The issue is that the parse tree is messy.
itemList : item (SEP item)*
==>
itemList:[item [[SEP item] [SEP item]...]]
The only solution is a combination of drop (on SEP), liftValue (on each additional item), extract (on the sequence of additional items).
We can now get directly what we want using intoList
.
itemList : item (SEP item)* : intoList
==>
itemList:[item item item...]
intoList
will also deal with patterns for operations that allow more than 2 operands.
operation : oper OP oper (OP oper)* : intoList
==>
operation:[oper oper oper oper...]
integrate AnyChar pattern for '.' in grammar
Has been left out earlier and forgot to put it back -- mainly for I never use it. See ValidChar below to know why.
pijnu
probably still needs it if only for people used to other variants of PEG.
a variant of AnyChar to allow only valid characters
The issue is that in most cases not any char is a valid char.
The pattern class is ready. Just find a nice way to integrate it in the grammar.
The klass of valid characters is specified through a configuration parameter: actually the attribute ValidChar.CONFIG
. So ValidChar should be "officially" introduced together with configuration below.
A nice solution may be to combine it with AnyChar: when no character class is specified, the pattern acts like AnyChar, else it acts like ValidChar. Then, we don't need any special sign in pijnu
language for ValidChar.
add an "until" STOP condition to repetitions (see this topic in the guide, section practical use -> more on patterns -> LookAhead) The purpose is to avoid ugly things like:
pat : (!"HALT" [a..z A..Z])+ "HALT"
pat : (!"X"{3} ("X" / "Y" / "Z"))* "X"{3}
And have the following instead, using the sign '>'
:
pat : [a..z A..Z]+>"HALT"
pat : ("X" / "Y" / "Z")*>"X"{3}
But in practice the need for it seems to be rather rare.

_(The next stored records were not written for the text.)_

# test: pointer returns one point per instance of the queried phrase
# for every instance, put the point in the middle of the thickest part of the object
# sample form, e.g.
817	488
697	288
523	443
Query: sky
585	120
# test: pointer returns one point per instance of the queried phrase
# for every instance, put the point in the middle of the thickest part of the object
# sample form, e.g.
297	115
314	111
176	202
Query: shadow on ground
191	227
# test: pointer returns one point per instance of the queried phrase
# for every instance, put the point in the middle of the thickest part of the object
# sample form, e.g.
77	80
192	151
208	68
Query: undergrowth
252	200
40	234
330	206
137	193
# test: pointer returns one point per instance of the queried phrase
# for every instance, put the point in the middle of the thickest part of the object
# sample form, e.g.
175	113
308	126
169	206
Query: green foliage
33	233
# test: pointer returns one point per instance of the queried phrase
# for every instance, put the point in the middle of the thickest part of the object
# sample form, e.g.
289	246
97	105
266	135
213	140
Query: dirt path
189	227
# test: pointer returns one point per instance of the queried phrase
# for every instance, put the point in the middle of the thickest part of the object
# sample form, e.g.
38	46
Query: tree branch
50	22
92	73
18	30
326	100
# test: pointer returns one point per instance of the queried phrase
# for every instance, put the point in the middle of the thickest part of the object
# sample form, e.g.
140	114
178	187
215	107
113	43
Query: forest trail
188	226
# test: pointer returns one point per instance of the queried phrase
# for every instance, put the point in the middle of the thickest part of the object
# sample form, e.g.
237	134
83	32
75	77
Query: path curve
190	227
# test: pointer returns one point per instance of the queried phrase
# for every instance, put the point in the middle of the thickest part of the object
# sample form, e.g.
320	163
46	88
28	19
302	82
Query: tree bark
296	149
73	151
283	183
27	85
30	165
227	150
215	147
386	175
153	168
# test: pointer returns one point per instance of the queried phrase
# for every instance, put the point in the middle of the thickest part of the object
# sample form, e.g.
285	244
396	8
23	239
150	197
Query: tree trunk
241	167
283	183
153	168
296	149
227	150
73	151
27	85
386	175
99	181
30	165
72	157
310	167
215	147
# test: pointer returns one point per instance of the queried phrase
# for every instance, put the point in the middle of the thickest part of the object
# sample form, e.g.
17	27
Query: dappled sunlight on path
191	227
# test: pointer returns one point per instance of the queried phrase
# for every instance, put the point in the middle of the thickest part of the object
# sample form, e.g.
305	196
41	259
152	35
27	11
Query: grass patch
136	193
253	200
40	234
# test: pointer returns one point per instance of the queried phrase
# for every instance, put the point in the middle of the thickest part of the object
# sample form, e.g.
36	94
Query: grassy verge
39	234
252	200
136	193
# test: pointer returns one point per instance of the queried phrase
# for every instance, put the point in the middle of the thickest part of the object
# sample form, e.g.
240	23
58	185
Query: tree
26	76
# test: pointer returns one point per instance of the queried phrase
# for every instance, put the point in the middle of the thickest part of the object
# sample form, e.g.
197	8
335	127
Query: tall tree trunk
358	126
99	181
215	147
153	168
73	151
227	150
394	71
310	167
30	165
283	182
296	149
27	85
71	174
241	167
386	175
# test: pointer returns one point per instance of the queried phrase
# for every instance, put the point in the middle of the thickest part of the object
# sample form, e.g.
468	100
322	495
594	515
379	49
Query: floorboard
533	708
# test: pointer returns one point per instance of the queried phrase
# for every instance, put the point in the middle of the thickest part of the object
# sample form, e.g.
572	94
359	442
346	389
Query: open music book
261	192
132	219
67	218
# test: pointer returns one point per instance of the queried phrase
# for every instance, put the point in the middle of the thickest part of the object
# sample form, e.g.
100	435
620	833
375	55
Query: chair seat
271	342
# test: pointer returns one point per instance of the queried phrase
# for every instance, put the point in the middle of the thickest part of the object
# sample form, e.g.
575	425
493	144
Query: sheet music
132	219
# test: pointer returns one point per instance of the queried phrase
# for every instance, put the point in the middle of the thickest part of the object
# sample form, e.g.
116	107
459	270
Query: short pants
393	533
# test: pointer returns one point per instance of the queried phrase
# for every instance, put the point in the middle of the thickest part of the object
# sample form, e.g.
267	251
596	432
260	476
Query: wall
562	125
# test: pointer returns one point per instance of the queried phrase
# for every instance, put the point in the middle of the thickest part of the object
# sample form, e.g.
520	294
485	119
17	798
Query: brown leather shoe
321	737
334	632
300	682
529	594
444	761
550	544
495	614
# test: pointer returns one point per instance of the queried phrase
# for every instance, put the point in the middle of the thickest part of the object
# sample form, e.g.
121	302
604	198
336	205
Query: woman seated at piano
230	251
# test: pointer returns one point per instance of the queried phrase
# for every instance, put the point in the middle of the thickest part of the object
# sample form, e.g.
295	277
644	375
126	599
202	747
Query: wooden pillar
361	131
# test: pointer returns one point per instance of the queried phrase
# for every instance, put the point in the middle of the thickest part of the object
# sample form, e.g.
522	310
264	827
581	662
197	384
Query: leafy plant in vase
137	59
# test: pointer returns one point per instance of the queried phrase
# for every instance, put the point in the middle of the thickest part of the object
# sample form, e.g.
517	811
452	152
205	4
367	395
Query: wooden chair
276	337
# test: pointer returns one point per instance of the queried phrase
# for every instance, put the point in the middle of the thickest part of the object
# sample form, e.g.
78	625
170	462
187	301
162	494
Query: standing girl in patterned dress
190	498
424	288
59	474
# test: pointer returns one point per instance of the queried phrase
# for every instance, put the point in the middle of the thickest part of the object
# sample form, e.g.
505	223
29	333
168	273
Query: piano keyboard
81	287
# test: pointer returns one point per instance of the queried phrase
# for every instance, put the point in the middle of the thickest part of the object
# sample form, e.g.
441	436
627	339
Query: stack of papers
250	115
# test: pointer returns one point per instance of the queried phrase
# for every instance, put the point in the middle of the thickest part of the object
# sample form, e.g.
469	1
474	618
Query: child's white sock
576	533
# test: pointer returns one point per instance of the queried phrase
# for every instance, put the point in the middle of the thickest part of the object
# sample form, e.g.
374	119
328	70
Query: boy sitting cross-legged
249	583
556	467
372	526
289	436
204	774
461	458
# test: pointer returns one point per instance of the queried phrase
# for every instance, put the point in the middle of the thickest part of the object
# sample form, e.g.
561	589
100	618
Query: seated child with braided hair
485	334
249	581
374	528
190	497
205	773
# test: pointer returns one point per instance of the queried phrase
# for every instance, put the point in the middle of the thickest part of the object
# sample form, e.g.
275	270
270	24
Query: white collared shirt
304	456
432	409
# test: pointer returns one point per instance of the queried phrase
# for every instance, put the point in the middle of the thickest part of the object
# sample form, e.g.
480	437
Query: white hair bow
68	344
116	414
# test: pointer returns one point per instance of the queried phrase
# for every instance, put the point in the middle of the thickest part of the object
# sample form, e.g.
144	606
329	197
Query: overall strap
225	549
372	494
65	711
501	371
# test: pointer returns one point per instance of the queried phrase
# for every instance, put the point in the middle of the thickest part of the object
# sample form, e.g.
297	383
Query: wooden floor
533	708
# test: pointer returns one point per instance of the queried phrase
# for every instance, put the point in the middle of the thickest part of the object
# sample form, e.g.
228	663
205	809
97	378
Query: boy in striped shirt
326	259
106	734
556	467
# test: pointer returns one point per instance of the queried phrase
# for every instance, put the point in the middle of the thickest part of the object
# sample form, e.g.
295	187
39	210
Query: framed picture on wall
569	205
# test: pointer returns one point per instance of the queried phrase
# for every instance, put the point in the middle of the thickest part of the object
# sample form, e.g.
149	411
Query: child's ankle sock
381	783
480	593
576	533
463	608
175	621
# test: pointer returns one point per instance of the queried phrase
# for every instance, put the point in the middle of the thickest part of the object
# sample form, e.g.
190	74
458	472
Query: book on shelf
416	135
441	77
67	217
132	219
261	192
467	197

config parameters inside the grammar itself
There are some configuration parameters to allow a certain (sensible?) level of customization. Typically, they are attributes of the concerned type. First write a reference of all existing ones.
- pattern, node, and exception output
- pre-process
- special patterns such as AnyChar/ValidChar ('.').
Need more?
Then have a syntax to specify them inside the grammar; possibly anywhere and repetitively, for some may change (e.g. ValidChar's PATTERN param). This would mean (& look like) setting an attribute on the proper type.
Node.SHOW_TREE = True
Some may define a pattern, so they must be parsed, indeed.
ValidChar.PATTERN = [\x20..\x7e \n\t]
allow specifying pre-process functions in grammar
To be applied on source before parsing, in order to help having a clear grammar and/or avoid context-dependant issues. Typical cases.
- normalize separators to a single form (eg all whitespace to a single space)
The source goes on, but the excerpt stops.